Building ‘the machine that creates the unicorns’
Within Rabobank itself, there are a number of separate work streams that help the bank dial-up its innovation efforts. The first is called the ‘Innovation Factory’. Rabobank has recognised the need to ‘industrialise’ innovation, so it has assembled a talented team of innovation experts with experience in founding startups, building and scaling corporate ventures and shaping partnerships with fellow innovators. These experts accelerate Rabobank’s internal ventures including scouting and shaping partnerships via its Open Innovation activities. “It is the machine that creates the unicorns,” he jokes.
Then the company has a corporate venture fund, Rabo Frontier Ventures, that is investing in early-stage fintech companies and several venture capital funds, as well as an open-innovation ecosystem that allows it to bring external innovators into the business and give them the chance to start working with Rabobank.
“We have organised innovation portfolio management,” Leurs continues. “We have a funnel where we’re constantly looking at how many innovations we have and in which phase of development – whether they’re just starting an innovation project or scaling up within the organisation.”
Innovation has its own centralised budget allocated that is ring-fenced, meaning other tech projects within the bank don’t eat into innovation. The bank’s innovation leads are connected to board members, ensuring that there’s corporate buy-in for major innovation projects.
And the bank isn’t afraid of letting go where it needs to: take the example of Peaks, a retail investing app where Rabobank was an early-stage backer. Rabobank itself was not able to turn the company into a success and, recognising that there was a better place for Peaks, chose to sell its stake in the company to allow the fledgling fintech to fly.
“With the challenges that we face in the world today, there’s always a need for innovation, so I don’t think we’ll ever slow down. We will always need innovation to continue making those energy and food transitions a success, so I don’t see a world where we will never need to innovate.
“Of course, that doesn’t mean you can’t be sensible with what you spend and what you get out of that expenditure. We’re super-realistic. If we see that our innovation projects aren’t moving fast enough throughout the year or we’re not going to use up our allocated budget, we give it back to the organisation. We don’t need to use up our budget to show that we’re successful. But I think it would be naive to think you can just pause your innovation.
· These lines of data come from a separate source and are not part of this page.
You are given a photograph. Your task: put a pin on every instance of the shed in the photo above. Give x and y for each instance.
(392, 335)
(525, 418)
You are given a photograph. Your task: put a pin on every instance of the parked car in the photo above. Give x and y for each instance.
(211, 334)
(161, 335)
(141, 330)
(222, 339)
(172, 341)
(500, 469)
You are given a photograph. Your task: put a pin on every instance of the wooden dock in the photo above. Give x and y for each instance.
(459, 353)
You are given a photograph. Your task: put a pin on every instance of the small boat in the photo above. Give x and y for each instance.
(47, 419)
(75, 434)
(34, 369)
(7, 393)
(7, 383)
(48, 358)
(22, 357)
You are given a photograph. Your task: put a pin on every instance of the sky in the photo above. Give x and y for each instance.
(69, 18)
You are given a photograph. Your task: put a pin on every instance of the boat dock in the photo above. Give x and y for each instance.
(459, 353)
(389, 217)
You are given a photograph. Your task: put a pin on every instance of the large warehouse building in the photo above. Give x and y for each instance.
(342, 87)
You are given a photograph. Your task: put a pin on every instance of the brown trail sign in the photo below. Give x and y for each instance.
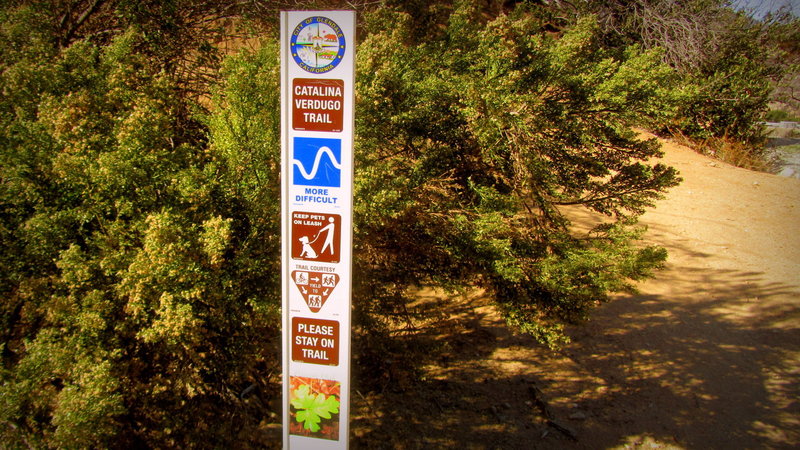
(315, 287)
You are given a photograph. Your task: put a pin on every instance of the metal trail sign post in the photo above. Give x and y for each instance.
(317, 96)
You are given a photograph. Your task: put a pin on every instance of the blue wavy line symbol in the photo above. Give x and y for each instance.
(322, 156)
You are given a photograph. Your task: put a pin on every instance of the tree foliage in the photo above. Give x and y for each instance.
(729, 62)
(140, 230)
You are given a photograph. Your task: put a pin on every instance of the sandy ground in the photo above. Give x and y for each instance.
(706, 355)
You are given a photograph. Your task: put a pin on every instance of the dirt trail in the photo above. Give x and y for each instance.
(707, 355)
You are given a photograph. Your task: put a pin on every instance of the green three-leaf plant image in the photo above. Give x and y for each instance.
(311, 408)
(315, 407)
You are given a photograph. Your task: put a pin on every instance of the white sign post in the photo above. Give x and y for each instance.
(317, 96)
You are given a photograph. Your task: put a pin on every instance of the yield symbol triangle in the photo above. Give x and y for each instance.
(315, 287)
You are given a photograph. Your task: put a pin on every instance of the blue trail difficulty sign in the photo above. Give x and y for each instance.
(317, 97)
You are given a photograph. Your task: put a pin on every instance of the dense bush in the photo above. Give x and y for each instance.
(139, 266)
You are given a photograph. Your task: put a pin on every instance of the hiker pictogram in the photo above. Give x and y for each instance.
(316, 236)
(315, 287)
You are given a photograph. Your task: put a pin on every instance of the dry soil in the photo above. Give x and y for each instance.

I don’t think that’s an option in today’s world.”
Innovation is embedded in Rabobank’s DNA From Leurs’ perspective, this cooperative mentality makes Rabobank ideal for outside partners to deal with – whether that’s startups, consultants, or innovation enthusiasts. That doesn’t mean that new relationships are always seamless, though. Any organisation of Rabobank’s size would find it difficult to integrate with young, agile entrepreneurs – particularly those that are used to moving at pace, and less experienced in dealing with a heavilyregulated industry that has internal safeguard layers, protocols, and approval procedures.
“We have had a number of successful collaborations, but we have also had some failures around collaborating with startups, too. We always start with good intentions, but, sometimes, it can be a difficult thing to marry the small with the big.”
Leurs believes that innovation is baked into Rabobank’s DNA. It’s an integral part of the way it does business. “I honestly think that the cooperative culture in the organisation translates into our people being willing to work with teams, to help each other get results. That, in the end, is what you need to get great innovation and great new ideas.”